P.D.L: “La verità è che molti locali, a mio avviso, erano troppo settoriali e poco aperti a diversi generi musicali. Era molto difficile trovare luoghi, a Genova, in cui scoprire varietà musicali vaste. Oggi forse la situazione sta lentamente cambiando: stanno nascendo nuove realtà, come il locale Il cane, dove, finalmente, si può entrare in contatto con diversi generi e tante nuove personalità”.
Giulia, tu sei testimonial di “Models of Diversity”: parlaci di questo progetto e di come hai coinvolto anche il gruppo…
G.S: “Models of diversity è un’agenzia di Londra che ha a che fare con modelle diverse; la diversità può riguardare l’etnia, la disabilità o altro. Io sono stata coinvolta per caso, in quanto modella con una disabilità, per un evento per cui ho realizzato degli scatti fotografici insieme ad un team italiano. Da questa esperienza sono uscita arricchita e da quel momento ho realizzato che affrontare il tema della disabilità, non solo attraverso la moda ma anche attraverso la musica, poteva essere una bellissima occasione per comunicare un messaggio positivo, anche attraverso al coinvolgimento dei ragazzi.
Ultimamente mi sono anche trovata a prendere parte ad una onlus chiamata Raggiungere che si occupa di bambini con malformazioni agli arti.

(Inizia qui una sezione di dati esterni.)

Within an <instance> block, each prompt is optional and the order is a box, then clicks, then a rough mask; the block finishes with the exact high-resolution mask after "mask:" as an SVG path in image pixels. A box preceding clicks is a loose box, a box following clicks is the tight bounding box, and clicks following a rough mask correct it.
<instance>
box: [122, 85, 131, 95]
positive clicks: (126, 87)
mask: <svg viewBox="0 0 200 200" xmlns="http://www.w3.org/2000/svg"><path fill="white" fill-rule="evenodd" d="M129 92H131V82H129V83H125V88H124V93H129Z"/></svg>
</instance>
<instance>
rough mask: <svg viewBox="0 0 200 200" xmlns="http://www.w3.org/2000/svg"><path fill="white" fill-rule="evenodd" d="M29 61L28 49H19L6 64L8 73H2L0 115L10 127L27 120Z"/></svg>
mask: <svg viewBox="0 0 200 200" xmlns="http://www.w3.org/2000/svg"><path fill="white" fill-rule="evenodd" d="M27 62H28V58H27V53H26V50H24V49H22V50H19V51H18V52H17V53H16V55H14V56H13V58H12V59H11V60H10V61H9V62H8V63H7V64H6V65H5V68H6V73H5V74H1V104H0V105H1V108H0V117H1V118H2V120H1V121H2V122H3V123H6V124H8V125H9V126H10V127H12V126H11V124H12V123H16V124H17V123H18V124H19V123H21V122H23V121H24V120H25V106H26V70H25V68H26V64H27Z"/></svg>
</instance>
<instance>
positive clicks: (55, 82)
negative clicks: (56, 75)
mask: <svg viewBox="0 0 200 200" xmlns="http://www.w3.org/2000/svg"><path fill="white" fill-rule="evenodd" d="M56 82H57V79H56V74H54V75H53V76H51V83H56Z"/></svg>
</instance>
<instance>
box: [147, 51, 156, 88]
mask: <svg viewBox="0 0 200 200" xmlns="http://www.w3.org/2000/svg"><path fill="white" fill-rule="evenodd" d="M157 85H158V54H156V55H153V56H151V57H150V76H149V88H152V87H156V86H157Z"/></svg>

Attraverso questi impegni mi metto in prima linea per aiutare e comunicare positività.
Nella musica, invece, non trattiamo il tema in modo esplicito ma sempre attraverso metafore e concetti velati, anche perché esprimersi riguardo alla disabilità in modo elegante e intelligente non è mai semplice”.
Quali sono i vostri progetti futuri? Potete anticipare qualcosa sul vostro primo album in uscita il prossimo inverno?
J.B: “Nell’immediato futuro è prevista l’uscita di un disco di cui stiamo ultimando le registrazioni in questi giorni presso il Greenfog Studio con l’aiuto di Mattia Cominotto”.
G.S: “Questo disco prevedrà le partecipazioni di diversi artisti: nella produzione stiamo collaborando con Giovanni Facelli de Lo Straniero e con Filo Q. Siamo molto felici di poter lavorare con diverse persone perché ci dà energia, idee e nuovi spunti per i nostri progetti.
Il disco uscirà il prossimo inverno, ma non sappiamo ancora quando di preciso né il titolo che porterà: stiamo ancora cercando il nome giusto”.
P.S: “Probabilmente il tutto verrà anticipato dall’uscita di un singolo che aprirà l’album”.
J.B: “Infine speriamo di portare in giro per l’Italia i nostri nuovi brani il più possibile”.
Chi è per voi la voce di Genova?
P.S: “Per affetto io dico Gino Paoli…”
G.S: “Io, senza alcun dubbio, dico la mitica Antonella Ruggero…”
P.D.L: “Può sembrare banale ma per me la voce di Genova rimane De Andrè!”
J.B: “Io voglio citare i Meganoidi, a cui sono molto legato”.